Abstract

Donald L. Drakeman could have titled his book Church, State, and Original Sin, because his history of Establishment Clause jurisprudence exposes more sins than intentions. One by one, Drakeman takes on the historians, constitutional law scholars, and Supreme Court justices who have opined on the original meaning of the First Amendment clause “Congress shall make no law respecting an establishment of religion” and finds all of their conclusions tainted by sins of bias, result-orientation, or “law office history.” Rather than accept the inadequacy of originalism in constitutional interpretation, however, he retains a conservative faith in that approach and offers his own version of the framers' intent that would permit virtually unlimited aid to religion. “Mr.
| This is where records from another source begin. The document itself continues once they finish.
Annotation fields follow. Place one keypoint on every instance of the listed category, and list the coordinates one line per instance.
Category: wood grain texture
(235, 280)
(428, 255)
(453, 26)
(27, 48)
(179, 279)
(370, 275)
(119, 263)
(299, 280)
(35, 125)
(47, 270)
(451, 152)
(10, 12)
Chief Justice,” Drakeman all but declares based on his reading of original intent, “tear down Jefferson's wall.” His critique of others is noteworthy; his own conclusions less so. Drakeman begins his inquisition with long chapters on the Supreme Court's two foundational Establishment Clause decisions, Reynolds (1878) and Everson (1947). Both opinions draw on the writings of Thomas Jefferson and James Madison to construct a high wall of separation and impose a no-aid formula on government funding for religious activities, with Reynolds addressing federal funds and Everson reaching the states via the Fourteenth Amendment. Finding fault with using selected writings by two founders to divine original intent, Drakeman places blame for the Court's misdirection on the anti-Catholic bias of historians relied on by the justices who wrote these opinions. Like many late nineteenth and early twentieth-century Protestants and secularists, these historians worried that Catholic immigrants would resist assimilation by raiding the public purse for their own parochial schools, and they read those fears back into the founding era. Drakeman makes a strong case. Indeed, he may not go far enough. He absolves the author of Reynolds, Chief Justice Morrison Waite, of direct bias. Yet Waite was an obscure Ohio lawyer when tapped for the court by President Ulysses S. Grant with the support of Senator James Blaine, both of whom appealed to nativist fears by denouncing Catholic schools as un-American. More investigation might find Waite, long derided for rolling back Reconstruction-era protections for freed slaves, complicit in pushing the Supreme Court's no-aid formula.